A la mañana manejé hasta la casa de mis padres. Fui con una idea ingenua: hacerlos entender. No pedirles que me pidieran perdón, porque ya no era tan inocente. Solo quería que entendieran que estaban repitiendo conmigo y con mi hija la misma historia de siempre.

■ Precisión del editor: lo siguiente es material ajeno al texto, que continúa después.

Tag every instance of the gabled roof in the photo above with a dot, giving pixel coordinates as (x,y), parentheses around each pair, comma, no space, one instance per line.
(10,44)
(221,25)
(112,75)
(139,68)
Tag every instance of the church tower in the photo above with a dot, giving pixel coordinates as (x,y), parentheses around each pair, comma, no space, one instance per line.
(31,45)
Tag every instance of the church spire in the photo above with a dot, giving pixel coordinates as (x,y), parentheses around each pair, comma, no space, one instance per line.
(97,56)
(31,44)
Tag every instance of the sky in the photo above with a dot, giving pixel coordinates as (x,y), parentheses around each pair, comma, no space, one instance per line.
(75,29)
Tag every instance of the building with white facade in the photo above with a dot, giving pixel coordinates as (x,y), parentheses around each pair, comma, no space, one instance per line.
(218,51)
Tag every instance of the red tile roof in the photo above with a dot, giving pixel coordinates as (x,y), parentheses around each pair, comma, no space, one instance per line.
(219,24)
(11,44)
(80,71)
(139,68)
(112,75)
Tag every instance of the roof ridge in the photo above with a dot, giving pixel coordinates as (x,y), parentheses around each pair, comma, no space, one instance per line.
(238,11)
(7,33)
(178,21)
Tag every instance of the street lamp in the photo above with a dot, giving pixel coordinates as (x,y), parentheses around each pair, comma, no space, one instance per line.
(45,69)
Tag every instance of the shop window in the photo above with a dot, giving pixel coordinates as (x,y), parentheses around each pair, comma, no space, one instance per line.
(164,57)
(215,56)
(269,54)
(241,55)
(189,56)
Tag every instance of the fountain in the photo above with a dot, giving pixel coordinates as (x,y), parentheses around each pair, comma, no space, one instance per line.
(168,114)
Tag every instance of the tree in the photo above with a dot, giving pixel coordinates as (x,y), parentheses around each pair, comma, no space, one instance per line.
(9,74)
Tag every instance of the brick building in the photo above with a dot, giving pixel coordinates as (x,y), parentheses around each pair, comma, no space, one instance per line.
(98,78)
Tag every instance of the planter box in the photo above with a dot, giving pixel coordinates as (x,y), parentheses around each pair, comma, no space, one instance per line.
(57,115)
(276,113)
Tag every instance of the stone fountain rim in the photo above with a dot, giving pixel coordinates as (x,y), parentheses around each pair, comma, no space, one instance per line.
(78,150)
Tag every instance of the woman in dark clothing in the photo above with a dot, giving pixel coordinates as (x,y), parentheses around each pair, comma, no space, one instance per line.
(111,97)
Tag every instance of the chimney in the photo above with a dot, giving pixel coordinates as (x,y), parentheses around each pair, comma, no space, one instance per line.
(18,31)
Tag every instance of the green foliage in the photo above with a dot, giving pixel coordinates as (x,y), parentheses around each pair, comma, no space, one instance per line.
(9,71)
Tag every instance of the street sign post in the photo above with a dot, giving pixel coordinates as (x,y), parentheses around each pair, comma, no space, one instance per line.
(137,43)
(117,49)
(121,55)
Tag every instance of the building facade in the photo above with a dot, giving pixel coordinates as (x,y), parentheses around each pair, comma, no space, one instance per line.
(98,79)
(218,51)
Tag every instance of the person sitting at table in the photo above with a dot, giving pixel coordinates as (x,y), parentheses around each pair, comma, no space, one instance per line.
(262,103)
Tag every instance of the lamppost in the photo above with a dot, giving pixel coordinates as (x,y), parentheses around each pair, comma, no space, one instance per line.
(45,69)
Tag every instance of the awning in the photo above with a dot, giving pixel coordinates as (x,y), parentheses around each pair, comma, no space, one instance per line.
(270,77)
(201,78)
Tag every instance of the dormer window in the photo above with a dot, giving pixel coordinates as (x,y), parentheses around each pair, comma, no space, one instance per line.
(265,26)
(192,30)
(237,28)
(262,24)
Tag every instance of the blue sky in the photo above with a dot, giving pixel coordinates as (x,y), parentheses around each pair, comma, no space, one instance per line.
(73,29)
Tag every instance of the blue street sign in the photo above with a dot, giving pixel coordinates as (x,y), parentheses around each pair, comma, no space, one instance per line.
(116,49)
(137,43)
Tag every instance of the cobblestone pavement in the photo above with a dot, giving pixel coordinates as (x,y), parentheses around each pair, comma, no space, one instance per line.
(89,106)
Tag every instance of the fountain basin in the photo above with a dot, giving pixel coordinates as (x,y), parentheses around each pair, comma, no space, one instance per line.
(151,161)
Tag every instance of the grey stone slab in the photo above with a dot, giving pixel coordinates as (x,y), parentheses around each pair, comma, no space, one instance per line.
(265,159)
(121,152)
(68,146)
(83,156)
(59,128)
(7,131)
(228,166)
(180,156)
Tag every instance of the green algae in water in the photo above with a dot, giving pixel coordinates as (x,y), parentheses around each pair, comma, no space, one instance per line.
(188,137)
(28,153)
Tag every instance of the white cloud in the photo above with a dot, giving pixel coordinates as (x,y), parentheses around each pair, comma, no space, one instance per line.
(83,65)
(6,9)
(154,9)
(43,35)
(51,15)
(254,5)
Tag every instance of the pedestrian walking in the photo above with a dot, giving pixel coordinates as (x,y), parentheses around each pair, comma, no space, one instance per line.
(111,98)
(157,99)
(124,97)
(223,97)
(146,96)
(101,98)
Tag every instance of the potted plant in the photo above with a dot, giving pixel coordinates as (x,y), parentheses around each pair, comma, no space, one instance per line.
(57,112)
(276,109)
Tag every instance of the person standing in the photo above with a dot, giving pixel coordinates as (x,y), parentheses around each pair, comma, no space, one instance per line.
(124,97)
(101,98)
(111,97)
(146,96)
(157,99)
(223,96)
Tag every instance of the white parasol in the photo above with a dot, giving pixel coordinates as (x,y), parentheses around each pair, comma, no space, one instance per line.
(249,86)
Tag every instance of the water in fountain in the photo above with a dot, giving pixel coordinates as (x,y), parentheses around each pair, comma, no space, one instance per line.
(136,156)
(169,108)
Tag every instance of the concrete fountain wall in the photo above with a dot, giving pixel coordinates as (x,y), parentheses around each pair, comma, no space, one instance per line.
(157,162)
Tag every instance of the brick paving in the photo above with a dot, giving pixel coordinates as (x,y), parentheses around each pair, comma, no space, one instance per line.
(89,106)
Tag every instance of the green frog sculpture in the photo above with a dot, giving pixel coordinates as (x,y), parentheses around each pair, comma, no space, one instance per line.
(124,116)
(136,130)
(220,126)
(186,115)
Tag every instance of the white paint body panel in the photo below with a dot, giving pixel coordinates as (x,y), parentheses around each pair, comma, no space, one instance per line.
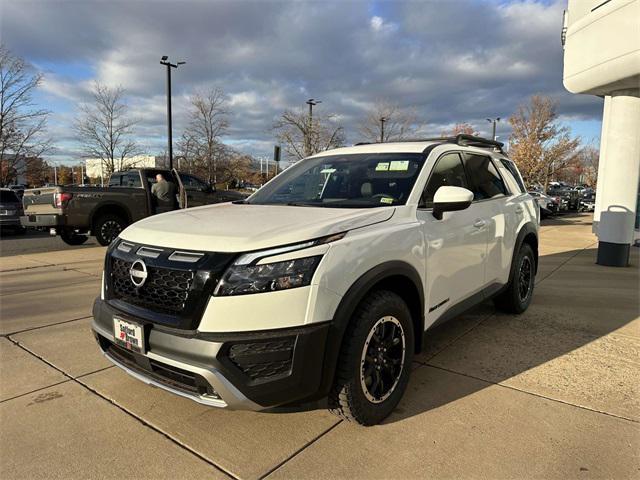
(454,257)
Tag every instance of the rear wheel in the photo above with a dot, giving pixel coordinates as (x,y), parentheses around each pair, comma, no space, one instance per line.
(517,297)
(375,360)
(72,238)
(107,228)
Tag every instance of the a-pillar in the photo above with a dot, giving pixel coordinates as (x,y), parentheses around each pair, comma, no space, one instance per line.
(618,177)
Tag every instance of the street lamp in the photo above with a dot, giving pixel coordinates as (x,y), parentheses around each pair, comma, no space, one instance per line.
(494,121)
(311,102)
(382,120)
(165,61)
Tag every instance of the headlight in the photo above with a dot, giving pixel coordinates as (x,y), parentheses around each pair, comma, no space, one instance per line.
(270,277)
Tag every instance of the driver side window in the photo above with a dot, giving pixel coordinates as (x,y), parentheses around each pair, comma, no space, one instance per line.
(448,171)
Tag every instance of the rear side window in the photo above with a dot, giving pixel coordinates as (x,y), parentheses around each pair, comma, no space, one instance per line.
(131,179)
(128,179)
(192,183)
(509,165)
(485,180)
(115,180)
(7,196)
(448,171)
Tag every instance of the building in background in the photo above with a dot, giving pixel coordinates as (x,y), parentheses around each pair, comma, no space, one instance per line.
(602,57)
(95,167)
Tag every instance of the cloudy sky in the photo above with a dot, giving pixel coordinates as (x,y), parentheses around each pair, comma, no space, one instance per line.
(451,60)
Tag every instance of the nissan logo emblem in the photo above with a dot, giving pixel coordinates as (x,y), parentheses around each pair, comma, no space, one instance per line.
(138,273)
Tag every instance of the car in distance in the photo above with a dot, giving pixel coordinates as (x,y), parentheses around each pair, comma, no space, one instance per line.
(322,283)
(10,211)
(75,211)
(566,195)
(548,205)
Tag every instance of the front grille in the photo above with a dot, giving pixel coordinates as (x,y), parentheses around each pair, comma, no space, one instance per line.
(262,360)
(177,287)
(167,375)
(165,290)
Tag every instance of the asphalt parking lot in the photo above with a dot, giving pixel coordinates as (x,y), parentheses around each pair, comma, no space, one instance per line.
(552,393)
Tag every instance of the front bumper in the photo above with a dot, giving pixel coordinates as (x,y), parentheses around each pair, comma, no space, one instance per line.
(248,370)
(52,220)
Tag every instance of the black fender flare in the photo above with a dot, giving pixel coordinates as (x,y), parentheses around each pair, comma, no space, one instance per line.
(350,301)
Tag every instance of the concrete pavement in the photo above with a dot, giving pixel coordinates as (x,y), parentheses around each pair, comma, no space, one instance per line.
(551,393)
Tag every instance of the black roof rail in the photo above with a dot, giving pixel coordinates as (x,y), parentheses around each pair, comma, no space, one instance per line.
(460,139)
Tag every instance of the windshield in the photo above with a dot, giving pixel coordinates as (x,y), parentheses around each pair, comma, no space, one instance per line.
(344,181)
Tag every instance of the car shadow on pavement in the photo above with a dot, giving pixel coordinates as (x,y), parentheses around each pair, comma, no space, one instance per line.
(560,347)
(552,350)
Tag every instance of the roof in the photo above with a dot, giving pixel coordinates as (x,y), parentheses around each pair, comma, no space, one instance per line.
(418,146)
(390,147)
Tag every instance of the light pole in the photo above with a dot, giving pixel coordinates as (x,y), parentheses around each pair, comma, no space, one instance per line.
(311,102)
(494,121)
(382,120)
(165,61)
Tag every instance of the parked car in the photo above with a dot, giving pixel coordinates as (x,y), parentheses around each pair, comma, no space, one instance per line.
(567,194)
(74,212)
(19,189)
(10,211)
(548,205)
(323,282)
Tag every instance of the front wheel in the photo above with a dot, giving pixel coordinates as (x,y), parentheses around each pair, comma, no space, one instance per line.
(107,228)
(375,360)
(517,297)
(72,238)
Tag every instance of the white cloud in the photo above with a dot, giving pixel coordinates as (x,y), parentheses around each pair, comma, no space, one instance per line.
(450,61)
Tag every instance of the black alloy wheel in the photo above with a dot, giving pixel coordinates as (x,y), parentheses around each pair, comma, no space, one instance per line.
(382,359)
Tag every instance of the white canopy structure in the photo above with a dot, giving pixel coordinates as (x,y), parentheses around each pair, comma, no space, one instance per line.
(602,57)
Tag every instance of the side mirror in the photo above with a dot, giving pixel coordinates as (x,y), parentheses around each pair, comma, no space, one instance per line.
(451,199)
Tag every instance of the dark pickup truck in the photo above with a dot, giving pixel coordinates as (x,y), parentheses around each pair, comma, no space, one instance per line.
(74,212)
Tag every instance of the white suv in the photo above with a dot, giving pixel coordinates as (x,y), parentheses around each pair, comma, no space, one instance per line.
(324,281)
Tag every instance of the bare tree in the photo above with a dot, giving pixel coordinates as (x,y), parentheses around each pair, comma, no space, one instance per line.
(539,144)
(22,127)
(589,158)
(200,147)
(105,128)
(388,122)
(302,136)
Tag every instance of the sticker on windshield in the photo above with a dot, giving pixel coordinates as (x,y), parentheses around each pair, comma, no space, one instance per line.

Mi papá abrió la puerta con una playera del Atlas y el gesto desconfiado que reservaba para los problemas.
—Andrés. Qué temprano.
—Tenemos que hablar.
En el pasillo, las fotos de la pared me golpearon una por una. Ricardo levantando un trofeo. Mateo con casco. Mateo con mi papá. Ricardo en la universidad que nunca terminó. Más Mateo. Más Ricardo.
Valeria, una sola foto pequeña.
Mi mamá estaba en el jardín cortando rosas, con guantes blancos y aretes de perla, como si la vida fuera una misa elegante.
—Quiero que me expliquen de frente por qué me pidieron no celebrar a mi hija —dije.
Mi mamá dejó las tijeras sobre la mesa.
—Sabía que lo ibas a tomar mal.
—No hay forma buena de tomarlo.
Mi papá se colocó junto a ella. Siempre hacían eso: se alineaban como equipo cuando yo me atrevía a cuestionarlos.
—Nadie dijo que no la celebraras —dijo él—. Solo que pensaras en el momento. Mateo necesita confianza.
—Valeria trabajó cuatro años para esto.
—Y tendrá más oportunidades —dijo mi mamá—. Ella siempre sale adelante.
Me reí una vez. Fue una risa amarga.
—Eso decían de mí.
Mi papá frunció el ceño.
—No empieces con cosas viejas.
—No son viejas si se las están haciendo a mi hija.
Entonces empecé a enumerar. El cumpleaños número quince de Valeria al que llegaron tarde porque Mateo tenía entrenamiento. La feria de ciencias que ignoraron. La Navidad en la que a Mateo le regalaron una laptop y a Valeria una tarjeta de regalo con el precio todavía pegado. La ceremonia de lectura a la que no fueron porque Ricardo necesitaba ayuda con una mudanza.